Let no susceptibilities, puritan, protestant, anglican, or other, be startled if we observe that Rome is, and may long be, in some important respects, the centre of the Christian world. It is indeed a centre which repels as well as attracts; which probably repels even more than it attracts; but which, whether repelling or attracting, influences.—-Gladstone (1875).
I
One question, as the reader by this time well knows, living deepest in Mr. Gladstone's heart and mind from his first book in 1838 onwards, was the relation of the churches to modern society. English statesmen are wont to be either blind to the existence of such a question, or else they seek an easy refuge from it in a perfunctory erastianism, sometimes intellectually refined, sometimes a little brutish, but always shallow. In all the three great branches of Christianity, the Latin, the Greek or orthodox, the protestant, Mr. Gladstone's interest was incessant, sincere, and profound. It covered their theology, their organisation, their history and principles of growth, the bearings of their system upon individual character and social well-being all over Europe. He was one of the very few public men capable of discerning that the fall of the temporal power of the pope marked a more startling change and a profounder crisis in human history, than the unification of Italy, the unification of Germany, the reconstructed republic in France, perhaps even than the preservation of the American union. He knew the force of ideas in the world; he realised the vast transformations that had in their succession swept over the minds of men since cardinal dogmas had been established; he comprehended the motion in [pg 508] articles of faith, as men made their “voyagings through strange seas of thought”; he was alive to the fact that moral crises brought on by change in intellectual outlook and temperature, are of deeper concern than questions of territory, or dynasty, or form of government. The moral crisis is what reaches furthest and matters most. A movement of the first magnitude was accentuated by Pius IX., when by the Syllabus of 1864 he challenged modern society in all its foundations, its aims, its principles, in the whole range of its ideals. Some called this daring ultimatum the gravest event since the French uprising in 1789. The Syllabus prepared the way for a more elaborately organised operation on behalf of papal authority. The train was secretly laid for a grand reaction, a grand re-installation of the Christian faith.[314]
The Two Schools
The pope had been despoiled of territory, his sway within the walls of Rome itself was in constant danger, his most powerful protector north of the Alps had been weakened and humiliated by protestant Prussia. He was now to be compensated for his calamities by a majestic demonstration of his hold upon the spiritual allegiance of millions of adherents in every portion of the habitable globe. The twentieth ecumenical council assembled in St. Peter's at Rome on December 8, 1869. In this gathering of catholic prelates from both hemispheres, two antagonistic schools confronted one another. The ultramontanes held that the revolutionary welter and confusion of the modern world could only be healed by solemn affirmation of the principle of sovereign authority lodged in an infallible pope, with absolute power to define by that apostolic authority what ought to be held as articles of faith or morals. The assumptions, the standards, the ruling types of the modern age, they boldly encountered with rigid iteration of maxims of old time, imposing obedience and submission to a fixed social order and a divinely commissioned hierarchy. Inflexibility was to be the single watchword by which the church could recover a world that, from Naples even to Mexico, seemed to be rapidly drifting away from her. The [pg 509] opposing school took other ground. Perhaps they saw that supremacy is one thing, and infallibility another thing quite different. The liberal catholics did not contest the dogma of papal infallibility; they questioned the expediency of its proclamation; they were for associating ideas of religion with ideas of liberty; they were not for extending the domain of miracle and the supernatural.

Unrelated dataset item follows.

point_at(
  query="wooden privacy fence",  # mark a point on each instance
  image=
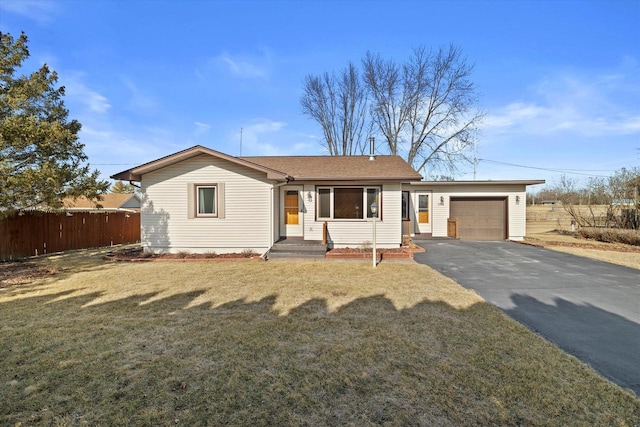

Then as in the old historic councils, influence of race and nation had decisive effects. It could not be otherwise in what was in essence a conflict between a centralised doctrinal authority on the one hand, and the inextinguishable tendency towards national churches on the other. The Italian bishops went with the pope. The Germans, as of old they had been for emperor against priest, were now on the side of freedom against what certain of them did not hesitate to call tyranny and fraud. Some of the ablest of the French were true to Gallican tradition and resisted the decree. Among the most active and uncompromising of all the ultramontane party was our English Manning.[315]
II
At the end of November 1869, Acton had written to Mr. Gladstone from Rome. “Your letter is a very sad one,” Mr. Gladstone answered. “I feel as deep and real an interest in the affairs of other Christian communions as in my own; and most of all in the case of the most famous of them all, and the one within which the largest number of Christian souls find their spiritual food.” Before Manning left for Rome, an amiable correspondence took place between Mr. Gladstone and him. “How sad it is for us both”—this was Mr. Gladstone's starting-point—“considering our personal relations, that we should now be in this predicament, that the things which the one looks to as the salvation of faith and church, the other regards as their destruction.”
To Mr. Odo Russell, now the informal agent of the British government in Rome, the prime minister wrote:—
It is curious that Manning has so greatly changed his character. When he was archdeacon with us, all his strength was [pg 510] thought to lie in a governing faculty, and in its wise moderation. Now he is ever quoted as the ultra of ultras, and he seems greatly to have overshot his mark. The odds seem to be that the child yet unborn will rue the calling of this council. For if the best result arrive in the triumph of the fallibilitarians, will not even this be a considerable shock to the credit and working efficacy of the papal system? You must really be all eyes and ears, a very Argus in both organs, until the occasion has gone by.